Local run by the Urok Lawoi!
 Liegt ganz am Nordrand vom Pattaya Beach u hat einen eigenen Traumstrand. Bungalows sind sehr basic(Fan und kaltwasser Bad, Moskitonetz), aber die Lage und die Atmosphäre entschädigen doch für den überzogenen Preis von 40 Euro/Nacht/Bungalow.
War diesmal nur 2 Tage mit dem Boot  draussen:
- einmal Schleppen und Spinnfischen, zusammen mit nem netten Kanadier. Ergebnis waren 4 Plastiktüten und ne schöne Königsmakrele beim Schleppen sowie diverse, mir unbekannte Fischlein zw 35 u 45 cm beim Spinnen; keine Jacks auf jeden Fall, trotzdem schöner Zeitvertreib
- einen Tag auf Sailfish. Und da hats kräftig geklingelt: 2,5m ; 30 Kg, gut 35 min Drill mit diversen Jumps. TOP!!!
Ansonsten war ich diesmal auch recht erfolgreich vom Ufer aus , war mit der Spinnrute an den Felsen entlang unseres Resorts unterwegs, hab da unter anderem nen netten Papageienfisch gefangen(und auf Anraten der Locals mir auch "fried with garlic" zubereiten lassen > naja, gebratener Weissfisch mit vielen Gräten ...), nen gut 70 cm Hornhecht und diverse "Barschartige" zwischen 30 und 40 cm. War nur 6 Tage auf der Insel, aber bin im Februar wieder in der Andamanensee unterwegs, diesmal auch mit nem neuen Zwischenziel und dann auch gute 3 Wochen!!!!
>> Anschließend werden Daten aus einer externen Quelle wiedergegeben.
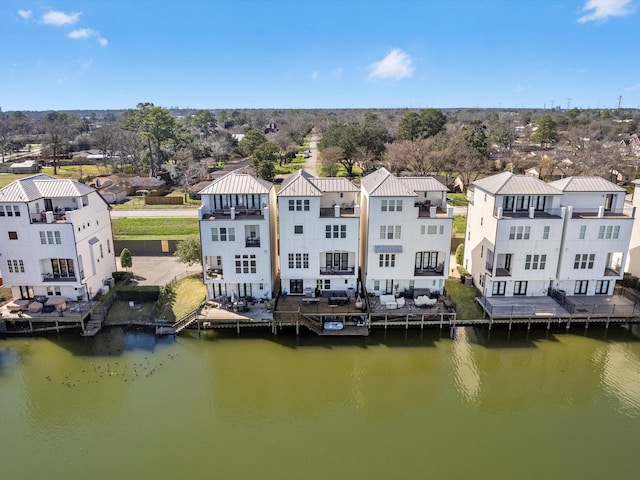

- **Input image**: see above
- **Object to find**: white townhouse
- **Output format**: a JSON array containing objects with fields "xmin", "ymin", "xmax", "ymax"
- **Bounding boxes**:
[
  {"xmin": 360, "ymin": 168, "xmax": 453, "ymax": 294},
  {"xmin": 198, "ymin": 171, "xmax": 276, "ymax": 300},
  {"xmin": 464, "ymin": 172, "xmax": 633, "ymax": 297},
  {"xmin": 278, "ymin": 170, "xmax": 360, "ymax": 296},
  {"xmin": 0, "ymin": 175, "xmax": 116, "ymax": 301},
  {"xmin": 463, "ymin": 172, "xmax": 563, "ymax": 297},
  {"xmin": 626, "ymin": 180, "xmax": 640, "ymax": 277},
  {"xmin": 549, "ymin": 177, "xmax": 634, "ymax": 295}
]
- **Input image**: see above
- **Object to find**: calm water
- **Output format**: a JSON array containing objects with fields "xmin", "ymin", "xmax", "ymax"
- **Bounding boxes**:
[{"xmin": 0, "ymin": 329, "xmax": 640, "ymax": 480}]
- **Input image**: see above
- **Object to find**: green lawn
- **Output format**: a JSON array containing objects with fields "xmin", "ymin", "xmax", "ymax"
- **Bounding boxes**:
[
  {"xmin": 111, "ymin": 217, "xmax": 200, "ymax": 240},
  {"xmin": 445, "ymin": 280, "xmax": 482, "ymax": 320}
]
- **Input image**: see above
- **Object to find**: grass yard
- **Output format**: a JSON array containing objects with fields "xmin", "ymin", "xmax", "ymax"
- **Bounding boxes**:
[
  {"xmin": 447, "ymin": 193, "xmax": 469, "ymax": 207},
  {"xmin": 453, "ymin": 215, "xmax": 467, "ymax": 238},
  {"xmin": 445, "ymin": 280, "xmax": 482, "ymax": 320},
  {"xmin": 111, "ymin": 217, "xmax": 199, "ymax": 240}
]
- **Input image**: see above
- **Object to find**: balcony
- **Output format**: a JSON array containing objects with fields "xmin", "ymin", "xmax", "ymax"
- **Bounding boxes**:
[
  {"xmin": 207, "ymin": 267, "xmax": 222, "ymax": 280},
  {"xmin": 42, "ymin": 273, "xmax": 78, "ymax": 283},
  {"xmin": 202, "ymin": 207, "xmax": 264, "ymax": 220},
  {"xmin": 413, "ymin": 263, "xmax": 444, "ymax": 277},
  {"xmin": 244, "ymin": 237, "xmax": 260, "ymax": 247},
  {"xmin": 320, "ymin": 267, "xmax": 355, "ymax": 275}
]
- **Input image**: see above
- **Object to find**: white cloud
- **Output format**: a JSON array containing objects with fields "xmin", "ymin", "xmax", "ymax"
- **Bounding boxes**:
[
  {"xmin": 42, "ymin": 10, "xmax": 82, "ymax": 27},
  {"xmin": 67, "ymin": 28, "xmax": 96, "ymax": 40},
  {"xmin": 578, "ymin": 0, "xmax": 635, "ymax": 23},
  {"xmin": 368, "ymin": 48, "xmax": 413, "ymax": 80}
]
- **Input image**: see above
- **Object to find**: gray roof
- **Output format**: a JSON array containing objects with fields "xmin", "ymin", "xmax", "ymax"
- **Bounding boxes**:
[
  {"xmin": 360, "ymin": 167, "xmax": 418, "ymax": 197},
  {"xmin": 0, "ymin": 174, "xmax": 95, "ymax": 202},
  {"xmin": 549, "ymin": 177, "xmax": 626, "ymax": 192},
  {"xmin": 473, "ymin": 172, "xmax": 562, "ymax": 195},
  {"xmin": 198, "ymin": 170, "xmax": 273, "ymax": 195}
]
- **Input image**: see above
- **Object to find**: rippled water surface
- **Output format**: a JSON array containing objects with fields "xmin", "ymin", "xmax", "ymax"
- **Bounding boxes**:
[{"xmin": 0, "ymin": 329, "xmax": 640, "ymax": 480}]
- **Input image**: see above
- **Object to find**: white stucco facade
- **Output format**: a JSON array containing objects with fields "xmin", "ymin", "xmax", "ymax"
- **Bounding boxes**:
[
  {"xmin": 360, "ymin": 168, "xmax": 453, "ymax": 295},
  {"xmin": 198, "ymin": 171, "xmax": 276, "ymax": 300},
  {"xmin": 0, "ymin": 175, "xmax": 116, "ymax": 300}
]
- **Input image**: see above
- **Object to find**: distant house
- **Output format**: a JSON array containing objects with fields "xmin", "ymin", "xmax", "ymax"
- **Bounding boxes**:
[{"xmin": 9, "ymin": 160, "xmax": 40, "ymax": 173}]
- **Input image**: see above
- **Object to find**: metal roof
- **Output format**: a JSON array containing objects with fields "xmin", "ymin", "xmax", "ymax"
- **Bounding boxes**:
[
  {"xmin": 473, "ymin": 172, "xmax": 562, "ymax": 195},
  {"xmin": 549, "ymin": 177, "xmax": 626, "ymax": 192},
  {"xmin": 198, "ymin": 170, "xmax": 273, "ymax": 195},
  {"xmin": 360, "ymin": 167, "xmax": 416, "ymax": 197},
  {"xmin": 0, "ymin": 174, "xmax": 95, "ymax": 202}
]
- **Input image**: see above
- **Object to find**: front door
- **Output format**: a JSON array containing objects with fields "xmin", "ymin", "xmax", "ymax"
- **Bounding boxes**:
[{"xmin": 289, "ymin": 280, "xmax": 304, "ymax": 294}]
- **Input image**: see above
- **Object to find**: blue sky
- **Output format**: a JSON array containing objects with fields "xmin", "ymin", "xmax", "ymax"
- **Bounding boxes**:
[{"xmin": 0, "ymin": 0, "xmax": 640, "ymax": 111}]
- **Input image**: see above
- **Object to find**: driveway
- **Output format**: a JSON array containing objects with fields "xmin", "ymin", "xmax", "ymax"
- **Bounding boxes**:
[{"xmin": 116, "ymin": 255, "xmax": 202, "ymax": 285}]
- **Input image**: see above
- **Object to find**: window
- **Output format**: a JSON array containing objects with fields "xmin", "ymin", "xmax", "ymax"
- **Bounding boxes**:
[
  {"xmin": 573, "ymin": 253, "xmax": 596, "ymax": 270},
  {"xmin": 596, "ymin": 280, "xmax": 609, "ymax": 295},
  {"xmin": 236, "ymin": 255, "xmax": 256, "ymax": 273},
  {"xmin": 380, "ymin": 225, "xmax": 401, "ymax": 240},
  {"xmin": 513, "ymin": 281, "xmax": 527, "ymax": 295},
  {"xmin": 211, "ymin": 227, "xmax": 236, "ymax": 242},
  {"xmin": 491, "ymin": 282, "xmax": 507, "ymax": 295},
  {"xmin": 289, "ymin": 200, "xmax": 309, "ymax": 212},
  {"xmin": 509, "ymin": 225, "xmax": 531, "ymax": 240},
  {"xmin": 379, "ymin": 253, "xmax": 396, "ymax": 267},
  {"xmin": 324, "ymin": 225, "xmax": 347, "ymax": 238},
  {"xmin": 598, "ymin": 225, "xmax": 620, "ymax": 240},
  {"xmin": 380, "ymin": 200, "xmax": 402, "ymax": 212},
  {"xmin": 573, "ymin": 280, "xmax": 589, "ymax": 295},
  {"xmin": 524, "ymin": 255, "xmax": 547, "ymax": 270}
]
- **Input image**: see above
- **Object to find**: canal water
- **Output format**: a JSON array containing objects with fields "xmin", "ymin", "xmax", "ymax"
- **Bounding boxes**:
[{"xmin": 0, "ymin": 328, "xmax": 640, "ymax": 480}]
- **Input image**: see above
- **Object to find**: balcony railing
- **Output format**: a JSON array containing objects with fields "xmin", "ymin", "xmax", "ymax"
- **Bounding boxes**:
[
  {"xmin": 42, "ymin": 273, "xmax": 78, "ymax": 283},
  {"xmin": 244, "ymin": 237, "xmax": 260, "ymax": 247},
  {"xmin": 320, "ymin": 267, "xmax": 355, "ymax": 275}
]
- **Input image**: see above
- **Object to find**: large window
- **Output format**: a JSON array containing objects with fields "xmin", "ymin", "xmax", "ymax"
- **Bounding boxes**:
[
  {"xmin": 573, "ymin": 280, "xmax": 589, "ymax": 295},
  {"xmin": 379, "ymin": 253, "xmax": 396, "ymax": 267},
  {"xmin": 211, "ymin": 227, "xmax": 236, "ymax": 242},
  {"xmin": 289, "ymin": 200, "xmax": 309, "ymax": 212},
  {"xmin": 598, "ymin": 225, "xmax": 620, "ymax": 240},
  {"xmin": 509, "ymin": 225, "xmax": 531, "ymax": 240},
  {"xmin": 491, "ymin": 282, "xmax": 507, "ymax": 295},
  {"xmin": 596, "ymin": 280, "xmax": 609, "ymax": 295},
  {"xmin": 324, "ymin": 225, "xmax": 347, "ymax": 238},
  {"xmin": 380, "ymin": 225, "xmax": 401, "ymax": 240},
  {"xmin": 380, "ymin": 200, "xmax": 402, "ymax": 212},
  {"xmin": 573, "ymin": 253, "xmax": 596, "ymax": 270},
  {"xmin": 236, "ymin": 255, "xmax": 257, "ymax": 273},
  {"xmin": 524, "ymin": 254, "xmax": 547, "ymax": 270},
  {"xmin": 513, "ymin": 281, "xmax": 527, "ymax": 295}
]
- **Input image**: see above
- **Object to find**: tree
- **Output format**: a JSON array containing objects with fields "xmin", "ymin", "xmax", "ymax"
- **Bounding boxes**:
[
  {"xmin": 533, "ymin": 114, "xmax": 558, "ymax": 147},
  {"xmin": 43, "ymin": 112, "xmax": 74, "ymax": 175},
  {"xmin": 398, "ymin": 108, "xmax": 447, "ymax": 140},
  {"xmin": 320, "ymin": 147, "xmax": 344, "ymax": 177},
  {"xmin": 175, "ymin": 235, "xmax": 202, "ymax": 265},
  {"xmin": 238, "ymin": 128, "xmax": 267, "ymax": 157},
  {"xmin": 120, "ymin": 248, "xmax": 133, "ymax": 271}
]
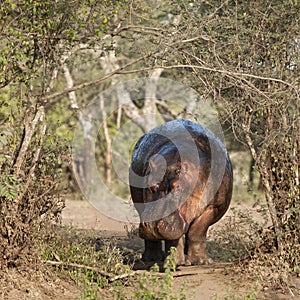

Täglicher(auch zur Nachtzeit) Gang zum Resort

http://img690.*ih.us/img690/3134/2cfw.jpg

Mein Häuschen am Strand
http://img560.*ih.us/img560/3127/3p4k.jpg

Unser Private Beach, ausser uns max noch 2 weitere Gäste
http://img854.*ih.us/img854/8253/ibts.jpg

Ausblick von der Terrasse
http://img822.*ih.us/img822/2402/0b92.jpg

http://img200.*ih.us/img200/2721/3xln.jpg
http://img38.*ih.us/img38/9135/m5tc.jpg

Nette Strandbar am Weg nach Hause
http://img138.*ih.us/img138/3330/sx06.jpg

http://img9.*ih.us/img9/3272/x2rg.jpg
http://img842.*ih.us/img842/1511/bv49.jpg

http://img600.*ih.us/img600/5250/gehc.jpg

http://img30.*ih.us/img30/2200/ieqh.jpg

So, I come back sooon:
http://img89.*ih.us/img89/986/b7mg.jpg


----------



## Thomas9904 (6. Dezember 2013)

*AW: Koh Tarutao national Park Nov 2013*

Das ist doch ein klasse Bericht!

Den würd ich auch gerne im Onlinemagazin vom Anglerboard bringen (www.Anglerpraxis.de), wenn das ok. ist für Dich..


----------



## chef (6. Dezember 2013)

*AW: Koh Tarutao national Park Nov 2013*

Na klar #h


----------



## Thomas9904 (6. Dezember 2013)

*AW: Koh Tarutao national Park Nov 2013*

Super!
Danke!!


----------



## Franz_16 (6. Dezember 2013)

*AW: Koh Tarutao national Park Nov 2013*

Top Bericht, Danke #6
Herzlichen Glückwunsch zum Sailfish, ein echter Traum!


----------